Delayed liver regeneration after partial hepatectomy in adipose differentiation related protein-null mice

• Published in: Journal of hepatology Vol. 59; no. 6; pp. 1246 - 1254
• Main Authors: Kohjima, Motoyuki, Tsai, Tsung-Huang, Tackett, Bryan C, Thevananther, Sundararajah, Li, Lan, Chang, Benny Hung-Junn, Chan, Lawrence
• Format: Journal Article
• Language: English
• Published: Netherlands Elsevier B.V 01.12.2013
• Subjects: ADFP; ADRP; Animals; Cell Cycle; Cell Differentiation; Cell Proliferation; Fatty acids; Gastroenterology and Hepatology; Hepatectomy; Hepatocytes - physiology; Lipid oxidation; Lipogenesis; Lipoproteins, VLDL - metabolism; Liver Regeneration; Membrane Proteins - physiology; Mice; Mice, Inbred C57BL; Oxidation-Reduction; Partial hepatectomy; Perilipin-2; PLIN2; Triglyceride; ADFP; Lipid oxidation; PLIN2; Partial hepatectomy; Triglyceride; Fatty acids; ADRP
• ISSN: 0168-8278; 1600-0641
• DOI: 10.1016/j.jhep.2013.07.025

Background & Aims Adult hepatocytes undergo cell cycle progression and proliferation in response to partial hepatectomy (PH).

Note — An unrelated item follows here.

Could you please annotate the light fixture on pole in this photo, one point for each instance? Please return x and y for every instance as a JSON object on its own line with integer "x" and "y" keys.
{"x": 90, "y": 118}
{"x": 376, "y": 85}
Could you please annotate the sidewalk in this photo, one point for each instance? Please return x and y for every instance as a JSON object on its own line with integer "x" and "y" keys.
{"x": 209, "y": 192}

Transient lipid accumulation within hepatocytes preceding the peak proliferative phase is a characteristic feature of regenerating livers. However, the molecular mediators and mechanisms responsible for lipid accumulation in regenerating livers are not well understood. Adipose differentiation related protein (ADRP; Plin2 ) regulates hepatic triglyceride storage and Plin2 -deficient ( Plin2−/− ) mice have significantly reduced triglyceride (TG) content in the liver. We sought to determine the functional significance of PLIN2 in liver regeneration in response to PH and toxic liver injury and examined whether absence of Plin2 expression modulates hepatocyte proliferation and liver regeneration. Methods We subjected wild-type (WT) and Plin2−/− mice to 70% PH or acute carbon tetrachloride (CCL4 ) treatment and examined the hepatic lipid content, the expression profile of lipid metabolism-related genes, the rate of cellular proliferation and the dynamics of liver regeneration in the treated animals. Results In response to PH, Plin2−/− mice showed decreased hepatic triglyceride accumulation and delayed cell cycle progression, which was associated with impaired liver regeneration. Fatty acid (FA) synthesis and lipid transfer gene expression profile were comparable between Plin2−/− and wild-type mice, while VLDL secretion rate was higher in the Plin2−/− mice. Downregulated β-oxidation and reduced cytosolic FA level in Plin2−/− mice may have contributed to the attenuation of the liver regeneration capacity in these animals. In parallel experiments, we also observed attenuated hepatic lipid accumulation and proliferation in response to CCl4 -mediated acute toxic liver injury in Plin2−/− mice. Conclusions We conclude that PLIN2-mediated lipid accumulation and utilization by the liver is important for efficient liver regeneration in response to PH and toxic liver injury.